According to Shroff, compliance itself has become a cost centre. Businesses are required to file GST monthly, TDS quarterly and income tax annually, often hiring entire teams just to keep up. “Fighting the system costs more than submitting to it, so most don’t resist. They pay, respond, and move on,” he said, questioning the long-term incentive to continue operating in India under such conditions.
He also suggested that the system is structurally tilted against formal, tax-paying enterprises. “The system is designed to win the confidence of the majority, not to enable the minority that builds formally and pays consistently,” Shroff wrote, adding that such contributors are politically insignificant and therefore easy to “ignore or extract from”.

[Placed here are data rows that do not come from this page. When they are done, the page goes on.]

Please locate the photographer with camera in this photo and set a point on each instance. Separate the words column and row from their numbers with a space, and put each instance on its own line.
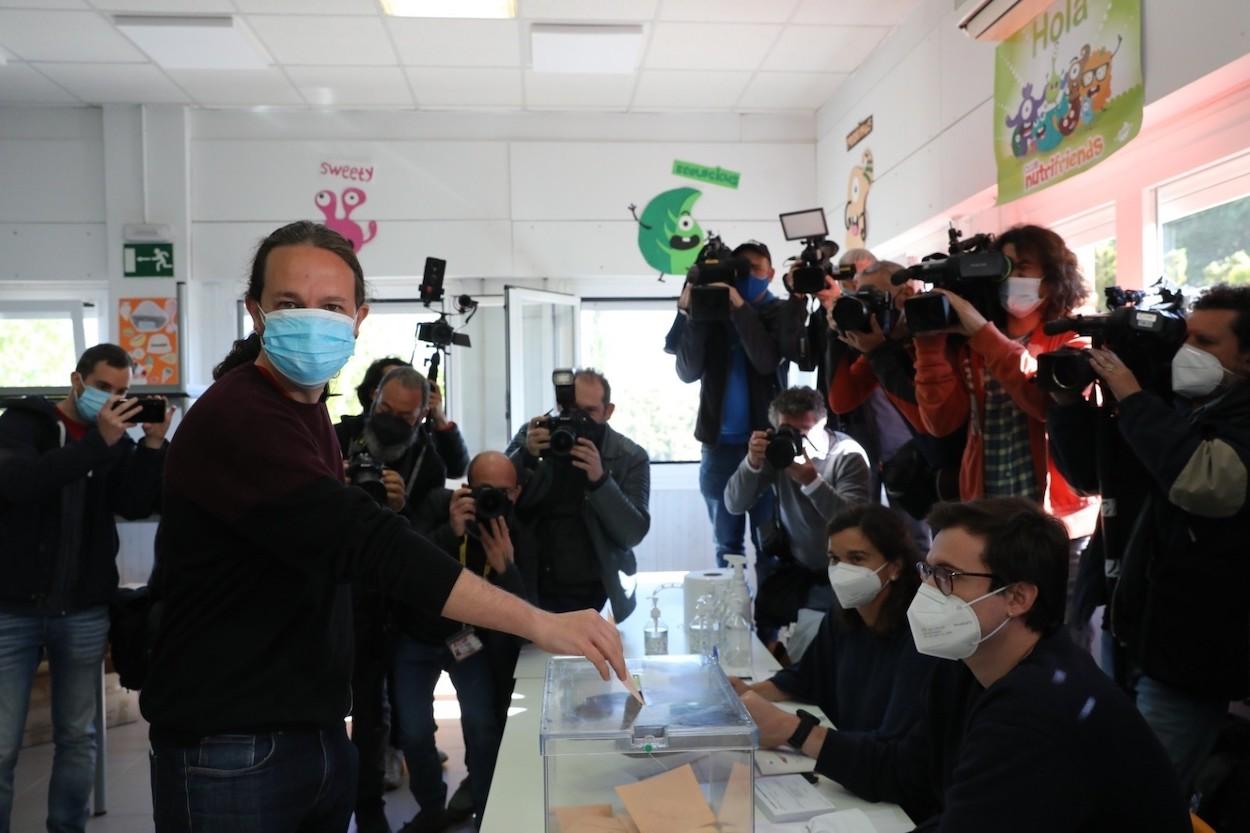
column 740, row 365
column 66, row 469
column 1179, row 603
column 586, row 492
column 259, row 544
column 476, row 525
column 391, row 452
column 808, row 493
column 976, row 375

Drawing a contrast with Indian entrepreneurs abroad, Shroff noted that Indians successfully run large businesses in the UAE, the US and other global markets. “When they leave, it isn’t because they hate the country. It’s because the system doesn’t reward growth. It penalises it,” he said, concluding that self-preservation now outweighs patriotic slogans.
The post triggered a flood of responses from citizens, many echoing his frustration. One user recounted how a friend in Trivandrum was subjected to income tax scrutiny every year simply because there were “so few people who pay high taxes” locally, making them easy targets to meet departmental targets. “They squeeze those who already pay a lot,” the user wrote.
Another commenter, who recently returned to India from the US for family and health reasons, said tax scrutiny followed him across borders. “They were angry how my tax liability dropped in India even when I was earning in the USA,” he wrote, adding that beyond taxes, deteriorating air quality, pollution, food adulteration and rising inflation made him question “what are we even paying for”.
However, not all reactions were sympathetic. A third user pushed back strongly, arguing that GST is collected on behalf of customers and not a direct contribution by businesses. The commenter pointed out that India’s weighted average GST rate is close to 10% and corporate income tax stands at around 25% on profits, calling these “nothing exorbitant”. Highlighting India’s rapid economic growth, poverty reduction and the rise of hundreds of unicorns, the user said, “If you want to save taxes and lead a better quality of life — sure you can move out, but don’t blame the country unnecessarily.”
Shroff’s remarks come at a time when the government has repeatedly highlighted improvements in India’s ease-of-doing-business metrics, digitalisation of tax systems and reduced corporate tax rates to attract investment. Yet, the strong reactions to his post suggest that for many entrepreneurs and professionals, ground-level experiences with compliance and scrutiny continue to shape perceptions — and, in some cases, decisions about whether to build their future in India.